MOSCOW (Reuters) -- Russian car sales fell 1 percent in November compared with 10 percent the month before as a state scrappage program and a rush to buy before expected price increases helped to slow falling registrations in the country’s troubled auto market.
The Association of European Businesses (AEB) lobby group said 229,439 new cars and light commercial vehicles were sold in Russia last month as Western sanctions over Ukraine continued to weaken the Russian economy.
To support automakers, Russia earmarked 10 billion rubles ($186 million) in September to fund incentives for new vehicle purchases until the end of this year.
Last week, the government extended the program into 2015 with a further 10 billion rubles.

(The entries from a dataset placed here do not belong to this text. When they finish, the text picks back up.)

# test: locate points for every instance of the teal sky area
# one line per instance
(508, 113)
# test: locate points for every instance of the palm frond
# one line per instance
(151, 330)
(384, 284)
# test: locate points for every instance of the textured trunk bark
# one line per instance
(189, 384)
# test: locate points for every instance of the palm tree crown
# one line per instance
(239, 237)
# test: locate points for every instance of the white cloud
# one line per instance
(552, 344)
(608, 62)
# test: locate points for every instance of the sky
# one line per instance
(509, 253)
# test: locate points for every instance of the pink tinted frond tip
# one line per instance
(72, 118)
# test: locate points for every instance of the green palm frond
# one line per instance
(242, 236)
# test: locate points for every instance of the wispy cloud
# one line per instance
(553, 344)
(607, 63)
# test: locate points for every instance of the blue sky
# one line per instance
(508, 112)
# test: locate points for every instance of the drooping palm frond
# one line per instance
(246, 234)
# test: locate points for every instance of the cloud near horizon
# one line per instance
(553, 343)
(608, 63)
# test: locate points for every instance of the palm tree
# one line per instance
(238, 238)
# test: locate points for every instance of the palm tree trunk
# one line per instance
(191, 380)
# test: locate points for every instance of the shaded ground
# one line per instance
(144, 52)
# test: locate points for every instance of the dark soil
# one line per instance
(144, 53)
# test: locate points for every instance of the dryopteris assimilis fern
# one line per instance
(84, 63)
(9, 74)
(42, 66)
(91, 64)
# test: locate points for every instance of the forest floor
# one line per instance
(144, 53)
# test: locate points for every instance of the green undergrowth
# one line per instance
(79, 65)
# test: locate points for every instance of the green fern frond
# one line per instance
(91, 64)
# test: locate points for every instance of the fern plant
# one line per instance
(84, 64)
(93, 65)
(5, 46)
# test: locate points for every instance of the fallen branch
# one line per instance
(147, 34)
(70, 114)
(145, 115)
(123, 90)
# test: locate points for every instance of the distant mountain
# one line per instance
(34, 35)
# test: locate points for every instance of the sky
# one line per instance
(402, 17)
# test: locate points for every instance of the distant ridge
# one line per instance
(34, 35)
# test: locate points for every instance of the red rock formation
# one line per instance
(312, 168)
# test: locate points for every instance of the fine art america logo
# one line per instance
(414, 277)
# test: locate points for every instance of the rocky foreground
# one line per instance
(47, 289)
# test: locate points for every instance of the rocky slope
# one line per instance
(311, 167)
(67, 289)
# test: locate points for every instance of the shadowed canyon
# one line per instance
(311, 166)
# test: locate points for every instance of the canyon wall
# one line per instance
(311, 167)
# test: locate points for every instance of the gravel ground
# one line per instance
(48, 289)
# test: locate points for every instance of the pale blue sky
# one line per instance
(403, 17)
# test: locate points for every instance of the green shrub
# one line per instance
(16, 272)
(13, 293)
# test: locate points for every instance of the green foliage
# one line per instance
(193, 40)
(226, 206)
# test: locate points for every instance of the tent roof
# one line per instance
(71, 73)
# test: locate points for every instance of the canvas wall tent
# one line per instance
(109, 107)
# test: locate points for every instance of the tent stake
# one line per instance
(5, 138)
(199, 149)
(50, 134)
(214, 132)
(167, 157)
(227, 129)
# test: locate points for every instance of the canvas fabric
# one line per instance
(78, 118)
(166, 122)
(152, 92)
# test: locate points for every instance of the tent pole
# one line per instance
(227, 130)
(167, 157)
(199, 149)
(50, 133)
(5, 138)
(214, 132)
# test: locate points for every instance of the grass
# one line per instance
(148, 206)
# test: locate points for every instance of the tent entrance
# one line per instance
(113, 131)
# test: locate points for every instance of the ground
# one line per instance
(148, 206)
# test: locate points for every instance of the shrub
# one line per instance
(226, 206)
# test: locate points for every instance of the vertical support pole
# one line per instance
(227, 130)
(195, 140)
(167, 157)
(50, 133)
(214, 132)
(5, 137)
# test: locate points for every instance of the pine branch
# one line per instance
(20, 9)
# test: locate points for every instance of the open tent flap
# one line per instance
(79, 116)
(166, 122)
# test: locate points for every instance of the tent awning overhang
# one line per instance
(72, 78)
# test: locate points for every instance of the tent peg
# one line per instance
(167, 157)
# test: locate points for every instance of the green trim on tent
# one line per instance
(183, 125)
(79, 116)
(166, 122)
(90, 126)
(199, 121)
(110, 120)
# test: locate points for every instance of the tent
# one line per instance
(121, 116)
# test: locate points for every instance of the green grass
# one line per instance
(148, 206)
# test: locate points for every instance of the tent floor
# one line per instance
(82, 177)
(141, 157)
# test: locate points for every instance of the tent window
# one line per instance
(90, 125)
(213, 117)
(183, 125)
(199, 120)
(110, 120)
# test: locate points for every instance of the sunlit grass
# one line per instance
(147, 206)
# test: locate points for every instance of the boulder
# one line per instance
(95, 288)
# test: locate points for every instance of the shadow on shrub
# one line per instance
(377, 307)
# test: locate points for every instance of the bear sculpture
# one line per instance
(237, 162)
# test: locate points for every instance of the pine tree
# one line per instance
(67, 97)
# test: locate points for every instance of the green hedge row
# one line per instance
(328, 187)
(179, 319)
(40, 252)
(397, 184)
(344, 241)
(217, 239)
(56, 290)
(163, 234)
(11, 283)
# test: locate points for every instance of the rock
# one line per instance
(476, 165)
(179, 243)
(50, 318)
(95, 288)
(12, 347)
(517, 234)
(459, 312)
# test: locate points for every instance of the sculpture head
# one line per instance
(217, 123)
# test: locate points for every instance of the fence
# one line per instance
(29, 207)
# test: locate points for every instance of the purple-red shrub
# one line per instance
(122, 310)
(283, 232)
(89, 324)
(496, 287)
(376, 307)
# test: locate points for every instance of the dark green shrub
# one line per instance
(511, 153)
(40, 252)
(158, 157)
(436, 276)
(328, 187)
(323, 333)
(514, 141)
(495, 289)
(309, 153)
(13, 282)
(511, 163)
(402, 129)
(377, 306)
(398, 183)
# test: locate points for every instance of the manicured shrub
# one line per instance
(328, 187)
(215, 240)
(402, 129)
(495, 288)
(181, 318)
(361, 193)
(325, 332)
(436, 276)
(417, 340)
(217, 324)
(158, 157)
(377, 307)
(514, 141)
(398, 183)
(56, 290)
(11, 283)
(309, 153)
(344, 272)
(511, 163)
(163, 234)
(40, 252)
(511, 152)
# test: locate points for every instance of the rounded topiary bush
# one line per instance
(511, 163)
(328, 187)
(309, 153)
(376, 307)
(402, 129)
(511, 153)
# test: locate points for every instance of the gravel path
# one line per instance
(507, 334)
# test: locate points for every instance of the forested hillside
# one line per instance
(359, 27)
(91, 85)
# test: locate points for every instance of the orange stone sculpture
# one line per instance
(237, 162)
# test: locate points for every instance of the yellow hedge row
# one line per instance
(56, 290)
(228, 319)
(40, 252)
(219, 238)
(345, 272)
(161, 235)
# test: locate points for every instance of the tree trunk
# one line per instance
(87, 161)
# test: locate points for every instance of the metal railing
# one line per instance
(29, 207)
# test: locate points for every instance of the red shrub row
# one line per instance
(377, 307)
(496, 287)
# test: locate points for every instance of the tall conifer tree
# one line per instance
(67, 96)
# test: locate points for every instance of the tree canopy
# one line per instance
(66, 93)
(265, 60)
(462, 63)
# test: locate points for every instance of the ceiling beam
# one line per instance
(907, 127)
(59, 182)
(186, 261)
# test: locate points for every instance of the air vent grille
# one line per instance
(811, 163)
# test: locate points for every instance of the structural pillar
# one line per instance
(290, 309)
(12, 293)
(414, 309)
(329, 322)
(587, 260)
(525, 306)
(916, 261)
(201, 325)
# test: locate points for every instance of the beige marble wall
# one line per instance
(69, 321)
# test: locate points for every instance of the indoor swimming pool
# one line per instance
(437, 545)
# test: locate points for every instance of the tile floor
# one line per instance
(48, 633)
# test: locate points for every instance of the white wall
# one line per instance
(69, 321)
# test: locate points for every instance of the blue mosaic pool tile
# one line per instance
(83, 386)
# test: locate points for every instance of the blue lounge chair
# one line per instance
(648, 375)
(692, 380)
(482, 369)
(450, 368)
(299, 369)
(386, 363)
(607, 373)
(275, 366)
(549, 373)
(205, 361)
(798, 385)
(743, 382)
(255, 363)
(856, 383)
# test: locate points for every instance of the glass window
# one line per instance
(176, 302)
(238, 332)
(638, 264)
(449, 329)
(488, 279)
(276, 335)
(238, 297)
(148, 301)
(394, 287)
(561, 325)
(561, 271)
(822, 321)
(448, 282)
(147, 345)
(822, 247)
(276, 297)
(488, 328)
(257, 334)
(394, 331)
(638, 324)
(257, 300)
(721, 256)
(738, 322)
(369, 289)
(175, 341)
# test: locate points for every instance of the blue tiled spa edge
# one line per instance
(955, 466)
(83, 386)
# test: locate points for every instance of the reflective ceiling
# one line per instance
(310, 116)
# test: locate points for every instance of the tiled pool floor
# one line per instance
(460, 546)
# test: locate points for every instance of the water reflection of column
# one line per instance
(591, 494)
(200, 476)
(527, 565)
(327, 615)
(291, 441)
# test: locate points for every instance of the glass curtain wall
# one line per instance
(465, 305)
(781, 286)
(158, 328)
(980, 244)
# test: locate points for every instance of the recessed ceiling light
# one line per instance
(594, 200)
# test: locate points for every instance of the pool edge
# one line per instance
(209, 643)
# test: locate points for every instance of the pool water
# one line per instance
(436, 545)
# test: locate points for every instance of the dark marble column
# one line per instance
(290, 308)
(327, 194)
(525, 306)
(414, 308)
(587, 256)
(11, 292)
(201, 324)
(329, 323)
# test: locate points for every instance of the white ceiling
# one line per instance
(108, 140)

The scheme provides cash incentives for Russians to buy new cars if they sell old ones for scrap.
"Retail demand has been extraordinary in recent weeks, helped by government subsidies and consumers rushing to get ahead of widely anticipated new year price increases," Joerg Schreiber, chairman of the AEB Automobile Manufacturers Committee, said in a statement.
"The outlook on December sales is rather promising as well, raising the prospect of a decent closing of a difficult year for the Russian car market," he said.
In the first 11 months, sales were down 12 percent at 2.22 million, in line with AEB's forecast for a 12 percent sales drop in 2014 as a whole.